Communication. I can communicate in-game with my team, via pings, voice, or chat. Will Grok work as a single mind, or will it need to transfer information between instances? If information is being shared, it would need to have the rate and volume constrained, otherwise you could accidentally make point 1 (screen limitation) defunct since it’s simultaneously seeing and acting on all 5 perspectives at once via “communication”. I can tell my ADC where I last saw the enemy Jungler, but I can’t transfer every pixel my eyes have seen to them — and in Solo Queue they’d probably ignore me even if I could.

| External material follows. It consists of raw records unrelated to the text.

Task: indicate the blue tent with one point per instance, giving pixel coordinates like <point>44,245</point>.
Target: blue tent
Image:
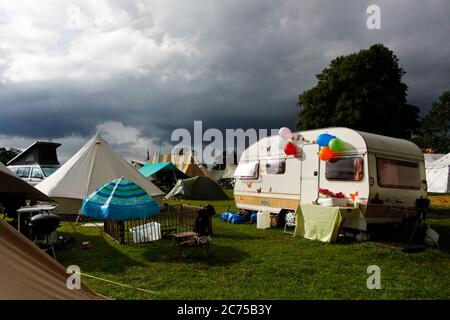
<point>120,199</point>
<point>151,169</point>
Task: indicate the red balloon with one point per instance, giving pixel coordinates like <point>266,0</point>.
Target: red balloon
<point>326,154</point>
<point>290,149</point>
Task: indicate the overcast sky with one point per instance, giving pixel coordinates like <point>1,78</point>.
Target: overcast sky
<point>136,70</point>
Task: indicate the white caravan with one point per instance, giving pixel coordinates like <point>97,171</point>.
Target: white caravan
<point>388,174</point>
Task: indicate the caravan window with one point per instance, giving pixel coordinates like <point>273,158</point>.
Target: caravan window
<point>344,169</point>
<point>23,172</point>
<point>398,174</point>
<point>247,171</point>
<point>275,166</point>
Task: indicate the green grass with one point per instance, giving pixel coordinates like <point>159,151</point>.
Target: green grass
<point>248,263</point>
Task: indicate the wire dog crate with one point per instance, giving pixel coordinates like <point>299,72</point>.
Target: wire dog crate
<point>171,219</point>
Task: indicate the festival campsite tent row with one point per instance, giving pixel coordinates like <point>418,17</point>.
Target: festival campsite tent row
<point>197,188</point>
<point>14,191</point>
<point>91,167</point>
<point>28,273</point>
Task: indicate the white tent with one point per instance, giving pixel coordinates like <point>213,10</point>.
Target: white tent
<point>431,157</point>
<point>91,167</point>
<point>438,175</point>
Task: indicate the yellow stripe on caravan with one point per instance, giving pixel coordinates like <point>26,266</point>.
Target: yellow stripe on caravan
<point>267,202</point>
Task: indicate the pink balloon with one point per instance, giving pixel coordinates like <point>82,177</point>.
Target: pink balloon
<point>285,133</point>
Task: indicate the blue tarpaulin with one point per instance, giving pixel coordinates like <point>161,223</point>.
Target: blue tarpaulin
<point>233,217</point>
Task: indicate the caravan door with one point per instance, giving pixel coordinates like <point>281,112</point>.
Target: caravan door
<point>309,181</point>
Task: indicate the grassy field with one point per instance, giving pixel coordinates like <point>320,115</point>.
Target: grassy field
<point>248,263</point>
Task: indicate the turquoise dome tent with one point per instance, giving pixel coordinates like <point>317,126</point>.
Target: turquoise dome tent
<point>119,200</point>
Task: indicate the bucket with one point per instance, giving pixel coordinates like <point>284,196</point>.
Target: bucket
<point>146,232</point>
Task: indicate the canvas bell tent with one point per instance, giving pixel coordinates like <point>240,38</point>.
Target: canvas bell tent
<point>14,191</point>
<point>197,188</point>
<point>91,167</point>
<point>438,175</point>
<point>28,273</point>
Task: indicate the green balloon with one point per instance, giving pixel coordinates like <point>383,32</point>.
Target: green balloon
<point>336,144</point>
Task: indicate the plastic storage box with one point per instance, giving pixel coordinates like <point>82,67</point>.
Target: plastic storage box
<point>263,220</point>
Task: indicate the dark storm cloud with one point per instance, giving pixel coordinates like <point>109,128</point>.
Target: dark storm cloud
<point>251,59</point>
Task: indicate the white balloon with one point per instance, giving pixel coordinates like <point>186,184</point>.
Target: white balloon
<point>285,133</point>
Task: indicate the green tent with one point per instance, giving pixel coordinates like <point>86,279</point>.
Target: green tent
<point>197,188</point>
<point>151,169</point>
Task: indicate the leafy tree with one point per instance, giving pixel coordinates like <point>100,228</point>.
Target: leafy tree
<point>6,155</point>
<point>434,132</point>
<point>363,91</point>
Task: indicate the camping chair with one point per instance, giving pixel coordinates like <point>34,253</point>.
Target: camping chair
<point>290,222</point>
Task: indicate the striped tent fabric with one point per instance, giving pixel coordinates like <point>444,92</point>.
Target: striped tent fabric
<point>120,199</point>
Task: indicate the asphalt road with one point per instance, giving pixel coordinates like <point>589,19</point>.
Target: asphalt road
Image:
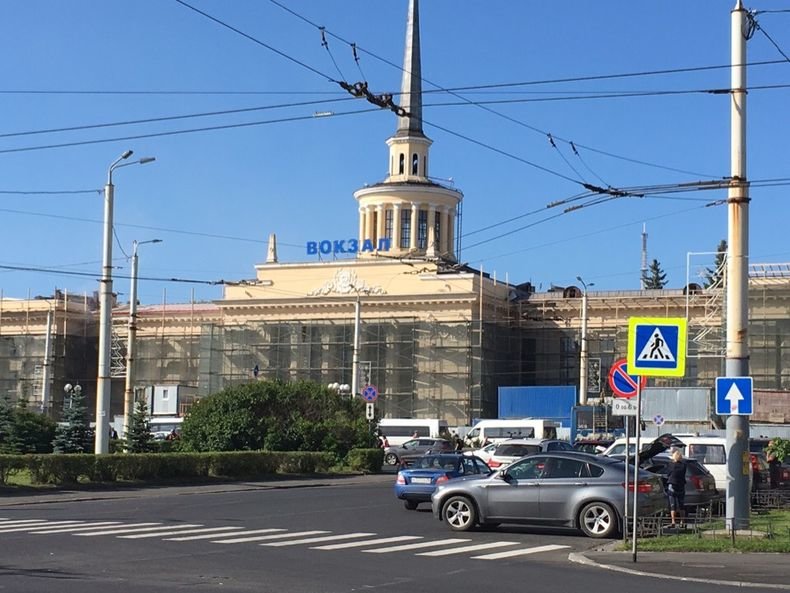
<point>288,540</point>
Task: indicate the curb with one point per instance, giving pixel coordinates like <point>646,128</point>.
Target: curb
<point>581,558</point>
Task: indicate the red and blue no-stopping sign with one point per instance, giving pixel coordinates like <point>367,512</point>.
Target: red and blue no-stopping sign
<point>623,384</point>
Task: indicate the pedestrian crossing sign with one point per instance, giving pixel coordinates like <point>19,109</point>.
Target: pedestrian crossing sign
<point>657,346</point>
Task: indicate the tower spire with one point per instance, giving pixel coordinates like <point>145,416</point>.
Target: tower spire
<point>411,84</point>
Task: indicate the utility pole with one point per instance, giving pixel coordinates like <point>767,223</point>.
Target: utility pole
<point>737,361</point>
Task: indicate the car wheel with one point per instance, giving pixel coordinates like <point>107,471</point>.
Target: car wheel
<point>459,513</point>
<point>598,519</point>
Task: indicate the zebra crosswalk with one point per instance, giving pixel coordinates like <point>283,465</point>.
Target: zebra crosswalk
<point>276,537</point>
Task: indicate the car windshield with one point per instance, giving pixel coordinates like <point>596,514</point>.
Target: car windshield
<point>437,462</point>
<point>516,450</point>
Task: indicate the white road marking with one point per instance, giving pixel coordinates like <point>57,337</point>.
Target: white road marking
<point>383,540</point>
<point>212,535</point>
<point>315,540</point>
<point>463,549</point>
<point>438,542</point>
<point>522,552</point>
<point>203,530</point>
<point>242,540</point>
<point>123,529</point>
<point>38,526</point>
<point>85,527</point>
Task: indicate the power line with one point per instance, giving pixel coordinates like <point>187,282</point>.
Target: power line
<point>258,41</point>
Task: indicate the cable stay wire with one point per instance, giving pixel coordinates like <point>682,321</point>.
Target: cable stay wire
<point>174,117</point>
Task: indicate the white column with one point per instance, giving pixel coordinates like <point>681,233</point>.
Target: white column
<point>396,225</point>
<point>415,208</point>
<point>431,250</point>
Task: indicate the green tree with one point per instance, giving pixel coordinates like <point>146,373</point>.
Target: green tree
<point>139,438</point>
<point>715,276</point>
<point>74,435</point>
<point>277,416</point>
<point>654,278</point>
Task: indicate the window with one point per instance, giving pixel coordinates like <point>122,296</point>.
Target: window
<point>529,469</point>
<point>422,229</point>
<point>405,228</point>
<point>388,223</point>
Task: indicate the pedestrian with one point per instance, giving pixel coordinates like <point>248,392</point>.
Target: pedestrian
<point>676,487</point>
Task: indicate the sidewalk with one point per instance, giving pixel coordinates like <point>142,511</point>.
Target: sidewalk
<point>766,571</point>
<point>11,497</point>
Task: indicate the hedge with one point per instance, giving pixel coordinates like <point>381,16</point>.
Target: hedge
<point>68,469</point>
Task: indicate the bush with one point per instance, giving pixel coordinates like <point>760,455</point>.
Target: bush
<point>365,460</point>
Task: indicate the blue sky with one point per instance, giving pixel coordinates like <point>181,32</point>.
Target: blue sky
<point>214,196</point>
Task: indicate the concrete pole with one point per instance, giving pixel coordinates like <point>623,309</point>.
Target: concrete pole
<point>45,371</point>
<point>355,354</point>
<point>583,354</point>
<point>737,361</point>
<point>128,395</point>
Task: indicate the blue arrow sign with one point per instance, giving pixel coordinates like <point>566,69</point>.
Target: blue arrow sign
<point>734,396</point>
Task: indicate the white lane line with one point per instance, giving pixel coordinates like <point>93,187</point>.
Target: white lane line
<point>438,542</point>
<point>85,527</point>
<point>123,529</point>
<point>315,540</point>
<point>522,552</point>
<point>203,530</point>
<point>464,549</point>
<point>383,540</point>
<point>258,538</point>
<point>213,535</point>
<point>38,527</point>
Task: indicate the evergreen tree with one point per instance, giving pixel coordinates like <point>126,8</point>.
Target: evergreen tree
<point>75,434</point>
<point>139,438</point>
<point>715,276</point>
<point>655,278</point>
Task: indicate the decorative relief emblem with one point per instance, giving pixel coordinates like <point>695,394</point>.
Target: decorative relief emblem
<point>346,282</point>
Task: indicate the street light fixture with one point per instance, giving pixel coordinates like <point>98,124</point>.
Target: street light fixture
<point>103,382</point>
<point>128,397</point>
<point>583,361</point>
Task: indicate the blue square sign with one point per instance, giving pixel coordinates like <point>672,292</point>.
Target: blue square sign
<point>734,396</point>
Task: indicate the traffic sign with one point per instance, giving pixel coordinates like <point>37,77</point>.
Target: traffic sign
<point>370,393</point>
<point>623,384</point>
<point>734,396</point>
<point>623,407</point>
<point>657,346</point>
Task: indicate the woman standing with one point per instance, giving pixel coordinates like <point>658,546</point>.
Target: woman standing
<point>676,486</point>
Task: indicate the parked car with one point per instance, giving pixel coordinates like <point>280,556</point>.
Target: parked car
<point>700,483</point>
<point>554,488</point>
<point>509,451</point>
<point>411,449</point>
<point>416,484</point>
<point>594,446</point>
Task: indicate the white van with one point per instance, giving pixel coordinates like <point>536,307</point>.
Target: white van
<point>400,430</point>
<point>493,431</point>
<point>710,451</point>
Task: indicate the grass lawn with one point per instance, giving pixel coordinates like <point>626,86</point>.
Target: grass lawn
<point>775,523</point>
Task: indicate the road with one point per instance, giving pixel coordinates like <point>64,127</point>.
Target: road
<point>290,540</point>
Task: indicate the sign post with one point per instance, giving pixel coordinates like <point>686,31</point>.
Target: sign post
<point>656,348</point>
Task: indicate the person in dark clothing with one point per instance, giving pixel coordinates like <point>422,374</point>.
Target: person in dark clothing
<point>676,486</point>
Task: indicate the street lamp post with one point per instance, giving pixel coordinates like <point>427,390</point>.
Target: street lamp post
<point>103,381</point>
<point>128,397</point>
<point>583,346</point>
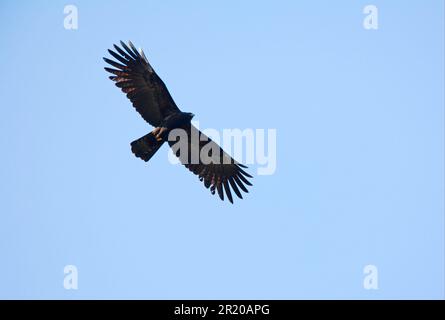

Mistakes. Players mis-input, a lot. Usually it’s not noticeably so (a click a fraction away from where you intended), but it compounds. This also brings us back to APM, since miss clicks will impact effective APM. How many Actions did you take that were subsequently overwritten by another action, simply because your first click was off slightly, or its a habit to hit the same command a few times to ensure it went through? Do we add randomness to AI input to equally constrain it? Should it be programmed to flash into a wall on occasion?
All these factors, and more, are the core of making a human-player, human. The further away an AI is from this form, the less interested we should be in how they approach the game.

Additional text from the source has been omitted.